MIT Science Fiction Society

84 Massachusetts Avenue

Cambridge, MA 02139

MITSFS Meeting Minutes

Friday, February 15, 2002

MITSFS meeting called to order, 1700 SST, Jade Wang, President and Skinner, presiding. Ed Keyes is the very much colder Onseck.

Minutes read, complete with a large smiley-face visual aid.

Motion: Commend last week's minutes as enthusiastically something-something. Passes 2-0-many hearts+Spehn.

The ispell program corrected the spelling of ``noseface''.


Committee Reports

Pseudo-Plantcomm: Apparently the side radiators can blow warm air, although the central one only blows cold air.

Jamie attempts to lift a box of SNF onto the ZGT.

Chronicomm: SNF #0 is now copied and stapled and stuff. We're looking for a cheaper color copy place for #1.

Jadecomm: She was accepted to Stanford, yay! A discussion of visiting colleges and whether they reimburse you for travel expenses.

Andy volunteers to be a new prentice. The cloud of doom wafts over and takes position over his head.

Pianocomm: We got a prentice! His name is a Norman word meaning a depression by a hill (Clough, pronounced Clef).

A discussion of how Jamie's Russian/Polish Jewish family ended up with ``Morris''. Morrisovich?

Jade invites everyone to a celebration dinner. Unfortunately a Guild game starts tonight.

Mobcomm: By mistake more than intention, we got both the British and American editions of the same book. They have the same page count but a 50% difference in bulk... I guess those Brits have different trees to make paper from.

There are retroactive cliches in Memory, Sorrow, and Thorn. That is, the ending ruined the earlier cool parts of the book.

A discussion of ``plot coupons''. The usual structure of trilogies.
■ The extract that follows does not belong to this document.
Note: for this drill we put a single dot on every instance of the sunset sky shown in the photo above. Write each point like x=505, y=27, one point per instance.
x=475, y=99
Prophecies and whether trying to follow them actually works.

Jamie proceeds to spoil the ending of Lord of the Rings for John. [Jamie] ``Read the bloody books, dude!''

Mobcomm$_{n+1}$: We missed a Lackey book last week.

A discussion of why profile shots of people on magazine covers always face to the right.


New Business

Jade goes to find something to destroy with the gavel.
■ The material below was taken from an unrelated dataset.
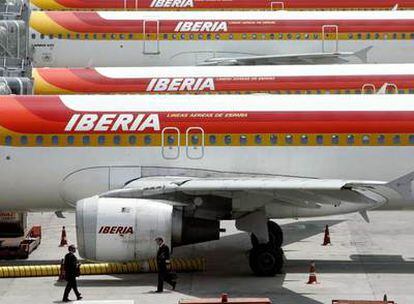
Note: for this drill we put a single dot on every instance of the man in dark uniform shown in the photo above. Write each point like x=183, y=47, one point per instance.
x=164, y=265
x=71, y=267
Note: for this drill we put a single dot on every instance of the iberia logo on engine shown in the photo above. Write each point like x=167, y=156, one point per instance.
x=116, y=230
Did our outside bank report get turned in?

BING! BING! The little banana guy falls down, maybe from the gavel shock wave. [Jamie] ``And the suction cup can be on top of the ball if you like, so they can mind-meld.''

John reads an interesting cover blurb into the minutes. ``A child and a dead cosmonaut, joined in the brain of a giant whale!'' This is from The Jonah Kit.

We got a deactivation sticker in the mail.

There are some new spaces on tables where computers and stuff used to be. Phys Plant may or may not have just trashed the stuff in the hall, but that's okay.


Old Business

The bulletin board is momentarily completely clean, except for the thermometer. [Jade] ``What does it read?'' [John] ``Robert Jordan, mostly.''

The reserve paperback bubble has propagated farther.


Future Business

We need to get some envelopes for SNF.

Jamie finds some planet identification posters in the stationary drawer. There is a discussion of where to post them: inside or outside or outside facing inside. We are missing Pluto.

Someone should remind John to bring his digital recorder.

It is reported that boring everyday birds are called LBB's by bird-watchers: little brown bastards. Sparrows and stuff, that is.


We have a future.

Jade contemplates the depressing candy hearts put out by ``The only consistent feature of all your dissatisfying relationships is you.''

Jamie starts trashing stuff out of the WTF? box.

Motion: Have come up with something depressing involving mixing chocolate and bananas together... apparently the combination is bitter. Passes 8-0-1+Spehn.

Meeting adjourned, 1740 SST, no sorry, 1750 SST.